Figure 2 shows a portion of GenEpiO standards entities that GEEM renders as forms
and specifications. Note that GEEM does not commit to how standardized data is
ultimately stored; this is an implementation detail that will vary between institutions.




       Figure 2: Example representations of standards within the GenEpiO application ontology. Each
              standard is a collection of either individual field or composite field entities.

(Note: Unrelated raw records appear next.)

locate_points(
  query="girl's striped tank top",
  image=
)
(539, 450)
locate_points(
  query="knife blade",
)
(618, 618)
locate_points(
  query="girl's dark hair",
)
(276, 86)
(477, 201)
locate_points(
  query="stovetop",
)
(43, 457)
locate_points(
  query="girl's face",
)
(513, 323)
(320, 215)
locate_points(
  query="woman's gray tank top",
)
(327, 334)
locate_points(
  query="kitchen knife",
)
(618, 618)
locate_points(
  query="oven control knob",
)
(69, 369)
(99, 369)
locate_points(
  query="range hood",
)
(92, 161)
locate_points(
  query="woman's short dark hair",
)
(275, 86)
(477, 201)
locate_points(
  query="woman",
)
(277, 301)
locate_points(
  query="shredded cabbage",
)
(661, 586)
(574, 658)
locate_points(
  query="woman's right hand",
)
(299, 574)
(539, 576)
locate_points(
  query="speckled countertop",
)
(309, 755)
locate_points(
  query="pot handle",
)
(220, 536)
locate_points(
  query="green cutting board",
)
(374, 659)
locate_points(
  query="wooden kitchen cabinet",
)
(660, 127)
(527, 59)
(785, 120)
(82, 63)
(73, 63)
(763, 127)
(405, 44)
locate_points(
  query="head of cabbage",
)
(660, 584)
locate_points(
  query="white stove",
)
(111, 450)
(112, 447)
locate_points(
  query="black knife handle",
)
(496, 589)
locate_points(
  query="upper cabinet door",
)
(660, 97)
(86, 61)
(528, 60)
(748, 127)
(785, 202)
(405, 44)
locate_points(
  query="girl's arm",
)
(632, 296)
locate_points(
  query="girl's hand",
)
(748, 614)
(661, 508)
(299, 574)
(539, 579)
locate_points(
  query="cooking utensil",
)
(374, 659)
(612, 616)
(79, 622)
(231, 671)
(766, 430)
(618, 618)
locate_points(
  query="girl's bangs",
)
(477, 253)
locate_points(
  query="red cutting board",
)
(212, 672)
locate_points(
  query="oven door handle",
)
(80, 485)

     The W3C OWL specification inherited XML data types, allowing entities to have
URI, integer, decimal, integer, string, and date-time values as exemplified in the purple
boxes in Figure 3. GEEM needs to describe the expected data type(s) that a
standardized measurable or variable has, but Ontology for Biomedical Investigations
(OBI) lacks such a relationship - claims can’t be made about an entity’s data type
independently of an instance of a stored value. Consequently we added a “has
primitive data type" data property relation, as shown in Figure 3, that points directly to
an OWL data type, and which allows a subclass of similar variables/inputs/outputs to
inherit the same. This enables constraints on an associated value, if numeric, or its
length, or character pattern, if a string. GEEM also has a “categorical tree
specification” class to hold categorical variables that provide hierarchies of choices. A
unit (meters, seconds, etc.) can be tacked onto a scalar datum by way of the “has
measurement unit label” relation.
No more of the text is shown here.